Have 4 week stay in Florida then 2 weeks in Cayman and back to us for 8 weeks. Does the 2 week stay in Cayman use up time out of my 90 day esta? I know I can't start a new 90 day clock when I return to the US. Its not a business or educational trip , just tourism.
Your proposed itinerary is not legally permitted under the Visa Waiver Program.
When you first enter the US, you will be stamped in WT status for 90 days from the date of entry. This represents the so-called "90 day clock" that begins counting. If you travel to Canada, Mexico or the Caribbean during this time, and return to the US, you can only be readmitted for whatever time remains of the 90 days, which continued counting down while you were in the Cayman Islands.
Unfortunately, your itinerary would have you remain in the US until day 98 past your arrival, eight days longer than would be permitted.
You have a few options at this point:
You can rearrange your itinerary so that your visit to Cayman Islands is either at the beginning or at the end of your trip, so that your time in the US is continuous.

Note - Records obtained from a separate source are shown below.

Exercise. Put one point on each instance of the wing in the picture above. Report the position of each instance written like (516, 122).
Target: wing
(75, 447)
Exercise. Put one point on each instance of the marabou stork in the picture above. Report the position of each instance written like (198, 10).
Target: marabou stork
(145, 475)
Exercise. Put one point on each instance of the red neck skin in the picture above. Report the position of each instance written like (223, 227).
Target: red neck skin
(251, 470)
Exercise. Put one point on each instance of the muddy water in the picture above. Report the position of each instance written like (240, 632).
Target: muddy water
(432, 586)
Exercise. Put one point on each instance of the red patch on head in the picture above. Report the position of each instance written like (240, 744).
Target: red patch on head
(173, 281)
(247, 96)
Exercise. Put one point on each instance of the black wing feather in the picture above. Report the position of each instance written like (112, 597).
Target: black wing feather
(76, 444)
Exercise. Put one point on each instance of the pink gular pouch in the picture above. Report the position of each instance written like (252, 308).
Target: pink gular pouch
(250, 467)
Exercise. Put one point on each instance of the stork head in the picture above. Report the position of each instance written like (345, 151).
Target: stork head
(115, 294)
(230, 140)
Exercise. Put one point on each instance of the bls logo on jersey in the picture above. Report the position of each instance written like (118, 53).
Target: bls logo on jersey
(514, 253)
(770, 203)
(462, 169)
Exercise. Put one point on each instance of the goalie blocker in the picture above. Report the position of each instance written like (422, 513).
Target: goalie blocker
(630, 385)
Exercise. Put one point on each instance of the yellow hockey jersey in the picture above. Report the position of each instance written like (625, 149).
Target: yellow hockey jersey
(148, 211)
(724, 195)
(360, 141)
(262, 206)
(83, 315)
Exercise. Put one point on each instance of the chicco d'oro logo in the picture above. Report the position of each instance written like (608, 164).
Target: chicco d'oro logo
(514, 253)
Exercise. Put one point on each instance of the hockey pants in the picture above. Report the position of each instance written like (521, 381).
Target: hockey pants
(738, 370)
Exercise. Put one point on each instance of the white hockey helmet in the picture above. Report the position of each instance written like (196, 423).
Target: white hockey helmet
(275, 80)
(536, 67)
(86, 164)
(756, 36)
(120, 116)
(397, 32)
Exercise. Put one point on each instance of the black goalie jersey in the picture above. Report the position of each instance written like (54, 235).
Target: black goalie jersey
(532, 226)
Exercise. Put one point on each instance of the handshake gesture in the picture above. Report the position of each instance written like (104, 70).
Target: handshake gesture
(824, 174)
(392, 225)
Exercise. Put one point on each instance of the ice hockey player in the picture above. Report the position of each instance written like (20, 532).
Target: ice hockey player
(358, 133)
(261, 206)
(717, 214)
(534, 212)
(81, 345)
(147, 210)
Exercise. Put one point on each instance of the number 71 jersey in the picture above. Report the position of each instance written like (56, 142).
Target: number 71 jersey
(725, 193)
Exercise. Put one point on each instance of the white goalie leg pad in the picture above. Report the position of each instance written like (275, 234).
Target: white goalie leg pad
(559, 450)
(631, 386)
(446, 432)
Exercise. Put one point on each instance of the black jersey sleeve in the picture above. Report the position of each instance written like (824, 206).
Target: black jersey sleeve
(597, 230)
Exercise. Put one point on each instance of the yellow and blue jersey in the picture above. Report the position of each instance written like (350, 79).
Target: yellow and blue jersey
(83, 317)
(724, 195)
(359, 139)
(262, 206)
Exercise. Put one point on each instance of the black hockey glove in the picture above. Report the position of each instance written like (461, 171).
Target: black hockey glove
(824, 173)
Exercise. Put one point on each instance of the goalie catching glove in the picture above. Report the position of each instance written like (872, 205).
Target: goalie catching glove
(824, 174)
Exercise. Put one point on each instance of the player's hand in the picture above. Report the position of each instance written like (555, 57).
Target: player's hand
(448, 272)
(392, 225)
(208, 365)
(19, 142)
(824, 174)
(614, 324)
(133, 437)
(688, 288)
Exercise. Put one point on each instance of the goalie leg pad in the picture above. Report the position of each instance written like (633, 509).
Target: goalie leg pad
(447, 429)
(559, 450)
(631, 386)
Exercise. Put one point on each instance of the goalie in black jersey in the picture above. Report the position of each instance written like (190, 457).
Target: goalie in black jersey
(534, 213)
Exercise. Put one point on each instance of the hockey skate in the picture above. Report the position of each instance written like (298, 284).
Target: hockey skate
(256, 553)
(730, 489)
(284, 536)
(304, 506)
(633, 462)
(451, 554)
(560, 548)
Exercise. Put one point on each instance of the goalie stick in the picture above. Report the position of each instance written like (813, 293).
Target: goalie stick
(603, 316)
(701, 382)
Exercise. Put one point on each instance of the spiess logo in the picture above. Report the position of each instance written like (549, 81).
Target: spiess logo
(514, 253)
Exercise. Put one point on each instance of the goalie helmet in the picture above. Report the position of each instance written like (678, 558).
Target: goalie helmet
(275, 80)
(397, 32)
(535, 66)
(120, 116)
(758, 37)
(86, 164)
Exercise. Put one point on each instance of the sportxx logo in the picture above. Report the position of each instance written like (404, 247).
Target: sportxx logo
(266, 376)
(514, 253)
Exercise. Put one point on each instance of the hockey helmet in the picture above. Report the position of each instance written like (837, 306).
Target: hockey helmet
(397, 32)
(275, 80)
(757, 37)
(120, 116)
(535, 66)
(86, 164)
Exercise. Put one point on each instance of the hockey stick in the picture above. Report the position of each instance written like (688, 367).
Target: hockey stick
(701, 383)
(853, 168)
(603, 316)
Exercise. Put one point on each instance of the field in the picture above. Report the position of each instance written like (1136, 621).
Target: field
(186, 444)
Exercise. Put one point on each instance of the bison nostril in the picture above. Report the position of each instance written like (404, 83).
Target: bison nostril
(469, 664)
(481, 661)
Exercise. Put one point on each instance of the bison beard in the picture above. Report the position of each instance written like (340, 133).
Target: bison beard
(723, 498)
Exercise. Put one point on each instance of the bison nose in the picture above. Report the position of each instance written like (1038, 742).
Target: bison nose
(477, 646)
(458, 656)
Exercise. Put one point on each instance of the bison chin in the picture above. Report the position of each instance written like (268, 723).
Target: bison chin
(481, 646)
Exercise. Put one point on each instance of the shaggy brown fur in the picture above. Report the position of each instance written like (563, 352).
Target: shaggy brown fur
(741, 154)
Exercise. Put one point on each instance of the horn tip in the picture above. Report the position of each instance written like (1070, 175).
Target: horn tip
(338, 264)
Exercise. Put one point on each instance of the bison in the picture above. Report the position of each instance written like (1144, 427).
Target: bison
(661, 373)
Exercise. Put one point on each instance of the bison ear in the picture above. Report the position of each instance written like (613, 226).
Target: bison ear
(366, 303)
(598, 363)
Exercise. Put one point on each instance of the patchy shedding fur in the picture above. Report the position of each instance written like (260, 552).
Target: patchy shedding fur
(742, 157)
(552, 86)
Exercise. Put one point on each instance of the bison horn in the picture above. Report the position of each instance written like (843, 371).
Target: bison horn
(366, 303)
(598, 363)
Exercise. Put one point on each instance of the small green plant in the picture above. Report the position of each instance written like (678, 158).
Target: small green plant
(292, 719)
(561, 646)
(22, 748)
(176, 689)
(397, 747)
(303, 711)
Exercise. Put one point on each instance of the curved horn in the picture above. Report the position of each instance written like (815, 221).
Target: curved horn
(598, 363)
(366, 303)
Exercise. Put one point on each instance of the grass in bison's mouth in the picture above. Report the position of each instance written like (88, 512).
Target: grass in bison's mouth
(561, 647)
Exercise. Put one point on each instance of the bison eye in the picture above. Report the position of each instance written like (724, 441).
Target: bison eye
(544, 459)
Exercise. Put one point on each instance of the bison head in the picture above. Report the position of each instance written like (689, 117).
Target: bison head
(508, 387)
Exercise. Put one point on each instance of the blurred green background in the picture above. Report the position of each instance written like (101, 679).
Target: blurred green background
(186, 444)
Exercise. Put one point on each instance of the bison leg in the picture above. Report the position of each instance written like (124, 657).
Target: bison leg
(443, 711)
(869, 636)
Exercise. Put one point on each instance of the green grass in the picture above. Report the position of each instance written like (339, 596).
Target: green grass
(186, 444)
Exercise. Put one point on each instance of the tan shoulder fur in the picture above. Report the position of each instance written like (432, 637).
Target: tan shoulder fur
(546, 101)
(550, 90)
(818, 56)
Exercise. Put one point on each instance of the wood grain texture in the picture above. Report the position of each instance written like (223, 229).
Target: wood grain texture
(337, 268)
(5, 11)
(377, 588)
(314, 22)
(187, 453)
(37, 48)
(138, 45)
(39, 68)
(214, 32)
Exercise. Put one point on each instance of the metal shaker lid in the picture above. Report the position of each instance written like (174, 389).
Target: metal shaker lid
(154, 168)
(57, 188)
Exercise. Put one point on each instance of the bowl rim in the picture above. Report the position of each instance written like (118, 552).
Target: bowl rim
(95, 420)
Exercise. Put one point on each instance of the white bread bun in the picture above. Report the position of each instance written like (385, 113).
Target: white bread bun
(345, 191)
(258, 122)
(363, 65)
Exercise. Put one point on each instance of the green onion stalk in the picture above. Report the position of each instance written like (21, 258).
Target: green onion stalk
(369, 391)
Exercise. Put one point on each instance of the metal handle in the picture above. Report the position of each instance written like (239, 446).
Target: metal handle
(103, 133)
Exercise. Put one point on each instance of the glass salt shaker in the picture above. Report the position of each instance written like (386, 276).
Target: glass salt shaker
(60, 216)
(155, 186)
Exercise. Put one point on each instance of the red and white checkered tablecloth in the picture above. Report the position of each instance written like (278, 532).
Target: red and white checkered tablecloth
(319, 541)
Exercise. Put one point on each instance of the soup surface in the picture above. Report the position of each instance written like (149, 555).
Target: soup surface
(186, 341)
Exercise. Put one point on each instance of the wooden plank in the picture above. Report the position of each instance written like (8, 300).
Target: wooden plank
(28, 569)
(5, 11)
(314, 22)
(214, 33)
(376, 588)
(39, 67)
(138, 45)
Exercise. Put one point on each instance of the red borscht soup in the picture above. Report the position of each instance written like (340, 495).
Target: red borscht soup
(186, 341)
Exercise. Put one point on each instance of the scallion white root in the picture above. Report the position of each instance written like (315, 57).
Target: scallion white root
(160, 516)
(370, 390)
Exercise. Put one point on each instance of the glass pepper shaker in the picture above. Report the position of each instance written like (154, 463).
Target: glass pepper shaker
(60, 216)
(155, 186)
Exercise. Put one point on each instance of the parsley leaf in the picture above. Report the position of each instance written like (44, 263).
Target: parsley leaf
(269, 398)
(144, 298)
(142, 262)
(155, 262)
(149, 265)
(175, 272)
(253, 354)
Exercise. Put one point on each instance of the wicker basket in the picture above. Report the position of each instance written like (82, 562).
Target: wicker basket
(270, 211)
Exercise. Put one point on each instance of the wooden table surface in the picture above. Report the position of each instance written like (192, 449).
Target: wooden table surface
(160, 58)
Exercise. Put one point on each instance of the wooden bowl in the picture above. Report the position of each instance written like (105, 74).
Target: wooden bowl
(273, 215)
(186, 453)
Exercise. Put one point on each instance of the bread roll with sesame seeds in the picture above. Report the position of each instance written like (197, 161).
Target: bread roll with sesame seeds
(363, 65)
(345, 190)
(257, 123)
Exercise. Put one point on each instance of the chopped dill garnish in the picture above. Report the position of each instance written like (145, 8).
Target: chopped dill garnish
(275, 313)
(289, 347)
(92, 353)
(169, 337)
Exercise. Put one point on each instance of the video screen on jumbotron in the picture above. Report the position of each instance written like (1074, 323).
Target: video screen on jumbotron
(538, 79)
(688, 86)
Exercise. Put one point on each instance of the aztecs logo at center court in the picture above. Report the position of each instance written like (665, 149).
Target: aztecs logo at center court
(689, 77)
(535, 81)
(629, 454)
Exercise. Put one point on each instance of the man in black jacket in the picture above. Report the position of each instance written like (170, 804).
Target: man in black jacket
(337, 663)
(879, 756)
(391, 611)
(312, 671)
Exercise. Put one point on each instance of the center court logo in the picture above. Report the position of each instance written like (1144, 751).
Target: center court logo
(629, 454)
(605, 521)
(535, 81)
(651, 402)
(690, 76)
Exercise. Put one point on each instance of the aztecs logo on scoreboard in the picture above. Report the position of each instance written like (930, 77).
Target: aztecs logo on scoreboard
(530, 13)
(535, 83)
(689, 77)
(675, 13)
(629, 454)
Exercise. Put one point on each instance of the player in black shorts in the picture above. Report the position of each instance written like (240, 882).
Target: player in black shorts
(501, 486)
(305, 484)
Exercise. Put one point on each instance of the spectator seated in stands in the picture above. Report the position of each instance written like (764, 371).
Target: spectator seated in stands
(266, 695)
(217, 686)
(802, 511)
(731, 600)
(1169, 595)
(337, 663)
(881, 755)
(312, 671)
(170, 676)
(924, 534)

At the beginning is fine, because the 90 day clock does not start until you enter the US (provided, of course, that you do not transit the US to reach Cayman). At the end is also fine, because you are considered to have departed the US when you leave the US for the Cayman Islands and then go directly home. (And even if you have to transit the US to return home, the 90 days will have expired, so you should have no problem there. Remember that the purpose of the 90 day rule is to prevent visa runs, not to prevent people from going home.)
You can cut your trip short.
You can obtain a US visa. With a visa, you can stay in the US for up to 6 months on each visit, and the 90-day clock does not apply. Note that you will need two entries, but most countries' nationals get multiple entry visas anyway.
Yes, the two weeks in Cayman uses up some of your 90 day time. The 90 day clock starts from the day you enter the US, and continues counting even during time you spend in the Caribbean islands.